Les rythmes de la musique du rap sont très lents. Généralement, le tempo avoisine les 90-105 BPM (pulsations par minute). Le caractère syncopé marqué rappelant celui de certaines formes de funk, dont le rap des premiers temps était d’ailleurs fortement inspiré. Dans les années 60 et 70, James Brown jette certaines bases sur lesquelles sera fondée une partie du rap, une musique rythmée, un style de chant saccadé, parfois parlé ou crié et des textes véhiculant une forte identité et des revendications sociales ou politiques.

Instrumentation

L’instrumentation rap découle de la musique Funk, Disco et Soul, tant sur le plan de l’équipement sonore que des albums samplés. Alors que le mixage réalisé par les DJ’s disco et de clubs avait pour but de produire une musique continuelle avec des transitions discrètes entre les morceaux, celui réalisé par DJ Kool Herc a lui donné naissance à une pratique visant à isoler et à étendre les seuls breaks en les mélangeant entre eux avec deux copies du même morceau.

À l’origine, les breaks (ou breakbeats) étaient les transitions à l’intérieur d’un morceau, composées surtout de percussions. James Brown, Bob James et Parliament (parmi d’autres) ont longtemps été des sources populaires pour les breaks. Sur cette base rythmique, on pouvait ajouter des parties instrumentales provenant d’autres albums. L’instrumentation des premiers samples utilisés est la même que celle de la musique funk, disco ou rock : voix, guitare, basse, clavier, batterie et percussions.

Alors que l’originalité de la musique rap provenait principalement des breaks des albums du DJ, l’arrivée de la boite à rythmes (beat box ou drum machine) a permis aux musiciens du rap d’intégrer des fragments originaux à leur musique. Les sons de la boîte à rythme étaient joués soit par-dessus la musique produite par le DJ, soit seule. La qualité des séquences rythmiques est progressivement devenue centrale pour les musiciens de rap, car ces rythmes étaient la part la plus dansante de leur musique.

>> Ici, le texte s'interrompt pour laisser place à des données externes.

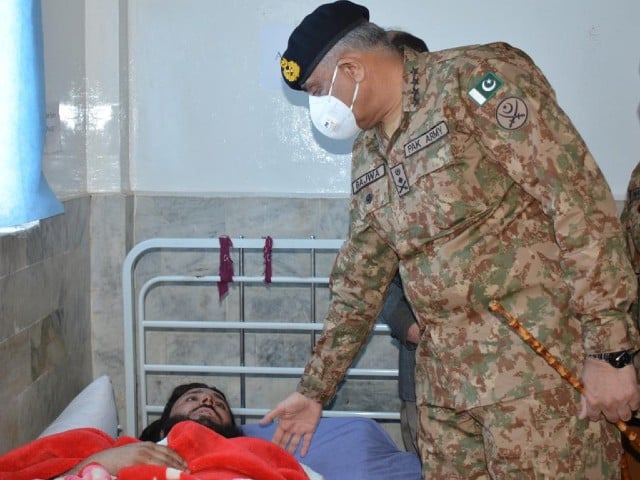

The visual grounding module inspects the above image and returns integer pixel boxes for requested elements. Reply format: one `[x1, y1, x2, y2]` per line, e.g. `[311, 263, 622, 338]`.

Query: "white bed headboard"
[122, 238, 399, 435]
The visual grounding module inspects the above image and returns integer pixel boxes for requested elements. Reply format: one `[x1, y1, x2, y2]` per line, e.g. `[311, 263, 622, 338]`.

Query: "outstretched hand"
[260, 392, 322, 456]
[578, 358, 640, 423]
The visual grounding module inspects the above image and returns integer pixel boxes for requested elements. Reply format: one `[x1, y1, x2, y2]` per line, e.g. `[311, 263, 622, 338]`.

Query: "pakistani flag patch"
[468, 72, 502, 106]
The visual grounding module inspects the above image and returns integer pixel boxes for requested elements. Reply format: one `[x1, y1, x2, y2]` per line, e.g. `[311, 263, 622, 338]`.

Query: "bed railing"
[122, 238, 399, 434]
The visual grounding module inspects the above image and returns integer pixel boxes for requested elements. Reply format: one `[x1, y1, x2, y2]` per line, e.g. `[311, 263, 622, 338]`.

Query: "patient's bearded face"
[170, 388, 234, 426]
[161, 388, 243, 438]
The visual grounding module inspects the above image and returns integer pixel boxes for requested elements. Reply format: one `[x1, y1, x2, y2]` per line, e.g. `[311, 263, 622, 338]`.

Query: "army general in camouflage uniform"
[620, 163, 640, 326]
[263, 1, 640, 479]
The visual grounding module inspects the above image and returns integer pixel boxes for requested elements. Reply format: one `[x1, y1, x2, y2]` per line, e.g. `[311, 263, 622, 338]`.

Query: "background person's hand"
[260, 392, 322, 456]
[578, 357, 640, 423]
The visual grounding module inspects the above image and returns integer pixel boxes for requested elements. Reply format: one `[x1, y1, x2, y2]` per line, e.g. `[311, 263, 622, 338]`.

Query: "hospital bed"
[23, 237, 421, 480]
[122, 237, 420, 480]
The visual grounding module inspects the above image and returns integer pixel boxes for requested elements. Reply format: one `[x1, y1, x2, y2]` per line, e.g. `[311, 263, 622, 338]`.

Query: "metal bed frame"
[122, 237, 399, 434]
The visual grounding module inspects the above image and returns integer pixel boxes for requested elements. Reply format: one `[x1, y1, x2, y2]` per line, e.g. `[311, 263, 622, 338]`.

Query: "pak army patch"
[467, 72, 502, 106]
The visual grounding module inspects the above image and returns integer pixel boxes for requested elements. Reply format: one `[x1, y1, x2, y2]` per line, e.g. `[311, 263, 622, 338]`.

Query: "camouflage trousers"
[418, 384, 622, 480]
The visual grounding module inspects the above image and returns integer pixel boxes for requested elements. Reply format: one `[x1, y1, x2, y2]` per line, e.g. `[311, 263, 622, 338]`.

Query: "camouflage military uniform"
[621, 163, 640, 324]
[298, 43, 638, 479]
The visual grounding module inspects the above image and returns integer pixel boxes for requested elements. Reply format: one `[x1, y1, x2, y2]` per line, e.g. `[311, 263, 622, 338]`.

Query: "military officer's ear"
[338, 56, 366, 83]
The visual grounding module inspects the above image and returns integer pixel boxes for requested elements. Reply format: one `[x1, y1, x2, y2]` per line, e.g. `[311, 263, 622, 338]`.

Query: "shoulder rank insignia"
[467, 72, 502, 106]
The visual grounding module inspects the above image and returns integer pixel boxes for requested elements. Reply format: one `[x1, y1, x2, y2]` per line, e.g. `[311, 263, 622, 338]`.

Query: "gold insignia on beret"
[280, 57, 300, 82]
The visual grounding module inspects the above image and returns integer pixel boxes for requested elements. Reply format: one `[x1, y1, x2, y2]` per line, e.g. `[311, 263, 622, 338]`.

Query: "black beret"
[280, 0, 369, 90]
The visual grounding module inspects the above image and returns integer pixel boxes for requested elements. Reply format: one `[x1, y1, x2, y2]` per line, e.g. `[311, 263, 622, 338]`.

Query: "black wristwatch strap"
[589, 350, 635, 368]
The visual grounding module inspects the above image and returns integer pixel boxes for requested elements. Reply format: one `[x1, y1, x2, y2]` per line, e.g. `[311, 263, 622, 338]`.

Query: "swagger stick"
[489, 300, 640, 449]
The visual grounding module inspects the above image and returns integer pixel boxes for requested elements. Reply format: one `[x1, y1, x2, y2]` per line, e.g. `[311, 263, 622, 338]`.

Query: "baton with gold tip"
[489, 300, 640, 449]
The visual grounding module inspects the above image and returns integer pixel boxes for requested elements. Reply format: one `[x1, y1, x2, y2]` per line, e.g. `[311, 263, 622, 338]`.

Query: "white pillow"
[38, 375, 118, 438]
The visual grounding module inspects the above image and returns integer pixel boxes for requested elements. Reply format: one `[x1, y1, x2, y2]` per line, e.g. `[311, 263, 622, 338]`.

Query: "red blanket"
[0, 422, 308, 480]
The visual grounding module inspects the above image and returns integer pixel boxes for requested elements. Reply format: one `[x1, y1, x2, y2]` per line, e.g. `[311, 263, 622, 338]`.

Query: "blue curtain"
[0, 0, 63, 227]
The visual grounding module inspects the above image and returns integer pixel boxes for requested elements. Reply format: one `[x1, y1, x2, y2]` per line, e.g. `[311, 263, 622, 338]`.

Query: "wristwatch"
[589, 350, 636, 368]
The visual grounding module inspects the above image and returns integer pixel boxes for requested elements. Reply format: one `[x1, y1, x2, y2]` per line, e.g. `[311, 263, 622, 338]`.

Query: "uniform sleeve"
[459, 51, 638, 354]
[297, 223, 398, 405]
[378, 275, 416, 345]
[620, 163, 640, 275]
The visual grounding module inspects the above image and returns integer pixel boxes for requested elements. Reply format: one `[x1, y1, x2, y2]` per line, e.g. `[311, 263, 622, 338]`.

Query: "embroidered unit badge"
[467, 72, 502, 106]
[496, 97, 529, 130]
[389, 163, 409, 196]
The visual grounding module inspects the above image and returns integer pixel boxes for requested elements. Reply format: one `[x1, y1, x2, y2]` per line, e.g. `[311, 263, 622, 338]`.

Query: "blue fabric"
[0, 0, 63, 227]
[242, 417, 422, 480]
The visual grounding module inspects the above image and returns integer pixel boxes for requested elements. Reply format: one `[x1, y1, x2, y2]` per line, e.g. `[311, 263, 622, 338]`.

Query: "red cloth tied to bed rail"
[218, 235, 233, 300]
[263, 236, 273, 283]
[0, 421, 308, 480]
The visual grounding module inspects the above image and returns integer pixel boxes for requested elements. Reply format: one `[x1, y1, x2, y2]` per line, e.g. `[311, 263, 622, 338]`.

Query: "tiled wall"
[0, 194, 622, 453]
[0, 197, 92, 453]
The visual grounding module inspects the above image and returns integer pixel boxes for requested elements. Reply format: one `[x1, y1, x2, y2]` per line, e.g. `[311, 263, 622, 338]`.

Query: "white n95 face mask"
[309, 65, 360, 140]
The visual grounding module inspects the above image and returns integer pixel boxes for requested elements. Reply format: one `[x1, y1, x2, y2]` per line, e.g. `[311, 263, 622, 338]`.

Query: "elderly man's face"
[170, 388, 233, 426]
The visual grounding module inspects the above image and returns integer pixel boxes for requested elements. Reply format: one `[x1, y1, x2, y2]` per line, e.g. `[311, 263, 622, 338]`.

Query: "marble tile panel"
[29, 310, 66, 381]
[0, 232, 28, 278]
[134, 196, 226, 243]
[0, 330, 31, 395]
[316, 198, 349, 238]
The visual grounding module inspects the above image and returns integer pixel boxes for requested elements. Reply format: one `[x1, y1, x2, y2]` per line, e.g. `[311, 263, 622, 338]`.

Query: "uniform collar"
[402, 48, 429, 112]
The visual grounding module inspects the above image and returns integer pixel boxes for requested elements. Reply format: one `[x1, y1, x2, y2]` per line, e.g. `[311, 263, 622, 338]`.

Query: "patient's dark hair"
[387, 30, 429, 53]
[138, 382, 242, 442]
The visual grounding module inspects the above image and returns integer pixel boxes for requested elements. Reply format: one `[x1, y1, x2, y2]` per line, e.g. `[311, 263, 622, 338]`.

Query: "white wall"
[129, 0, 640, 199]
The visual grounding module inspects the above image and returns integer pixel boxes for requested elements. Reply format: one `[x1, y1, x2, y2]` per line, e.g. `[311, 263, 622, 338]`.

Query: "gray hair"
[320, 22, 397, 68]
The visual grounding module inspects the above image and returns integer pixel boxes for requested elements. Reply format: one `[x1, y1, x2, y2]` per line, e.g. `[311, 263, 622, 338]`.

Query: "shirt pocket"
[402, 138, 504, 237]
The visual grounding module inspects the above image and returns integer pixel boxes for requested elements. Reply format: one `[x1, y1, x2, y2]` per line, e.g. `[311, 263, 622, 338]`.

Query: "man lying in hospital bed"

En conséquence, les boites à rythme ont rapidement été équipées pour produire des kicks (sons de grosse caisse) avec une basse puissante et sinusoïdale en arrière-plan. Cela a permis d’émuler les solos de batterie de vieux albums de Funk, de Soul et de Rock datant des années 60 et 70. Les boites à rythme avaient de plus un stock limité de sons prédéterminés incluant des cymbales, des grosses caisses, des caisses claires et des toms.

Dès 1985, Akaï met sur le marché les premiers samplers, le S 650 et le S900. Mais le véritable tournant se situe en 1987 avec l’apparition de la SP-1200, créée par la société E-MU Systems. C’est la première machine qui combine sampler et boîte à rythmes.